The water permeability of the mammalian collecting duct is controlled by the antidiuretic hormone vasopressin (VP). When VP binds to its receptor on the basolateral membrane of the principal cells, intracellular vesicles bearing specific aquaporin-2 (AQP2) water channels are shuttled to the apical membrane where they fuse and allow water flow, a process that is mediated by cAMP and dependent on the cytoskeleton. Previous studies in the toad bladder, a functional homologue of the mammalian collecting duct, have demonstrated that the VP-induced increase in osmotic water permeabilty can be mimicked by the sulphydryl agent N-ethylmaleimide (NEM), when used at a concentration of 0.1 mM (Marples et al. 1994). Using a rat kidney tubule suspension, we have investigated the effects of NEM on AQP2 shuttling in a mammalian system.

Male Wistar rats were terminally anaesthetised with pentobarbitone sodium (4 ml kg^-1 I.P.). The kidneys were perfused via the abdominal aorta with potassium gluconate solution (composition (mM): potassium gluconate 140, NaCl 10, MgCl₂ 1, CaCl₂ 2, KOH-Hepes 10, sucrose 33.5; 1 mg ml^-1 collagenase, 0.3 mg ml^-1 pronase), gassed with 100 % oxygen. The kidneys were then rapidly removed, and the inner medullae dissected out, minced, and suspended in the same solution. The tissue was incubated, with continuous agitation, for 60 min at 37 °C in conical flasks, top-gassed with 100 % O₂. Every 15 min the suspension was triturated with a Pasteur pipette. The tubule suspension was then drawn off, washed twice, and suspended in Leibovitz culture medium supplemented with 1 % BSA. The suspension was divided into four aliquots for experiments (control and NEM treated, each ± VP), and incubated as before. The distribution of AQP2 was determined by membrane fractionation and western blotting (Marples et al. 1995). Membrane fractions enriched for plasma membrane (PM) and intracellular vesicles (ICV) were run for each experimental condition, and the ratio between them taken. The control PM : ICV ratio was normalised to 100 %, and other ratios were expressed relative to this. Results are quoted as means ± S.E.M., and Student’s unpaired t tests were used to assess significance.

Treatment with VP (1 nM) increased the PM : ICV ratio to 235 ± 42 % of control (n = 4, P < 0.03), indicating a shift of AQP2 to the plasma membrane. This shift was mimicked by NEM at a concentration of 0.1 mM (235 ± 42 %, n = 4, P < 0.03). When tubules were treated simultaneously with both VP (1 nM) and NEM (0.1 mM) the increase in the PM : ICV ratio was variable, with an average of 455 ± 168 % of control (n = 4, P = 0.1 with respect to VP alone).
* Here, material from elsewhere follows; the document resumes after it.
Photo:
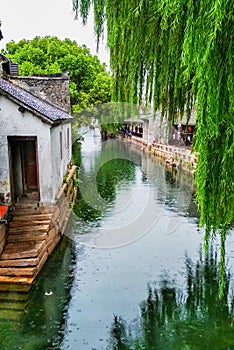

These results show that NEM induces the translocation of AQP2 from intracellular vesicles to the plasma membrane at a concentration of 0.1 mM. This is in keeping with previous observations in the toad bladder, where NEM was shown to act at a site distal to the production of cAMP to cause the insertion of water channels. We plan to investigate the site of action of NEM further using this tubule preparation

Marples, D., Bourguet, J. & Taylor, A. (1994). Exp. Physiol. 79, 775-795.

Marples, D., Knepper, M.A., Christensen, E.I. & Nielsen, S. (1995). Am. J. Physiol. 269, C655-664.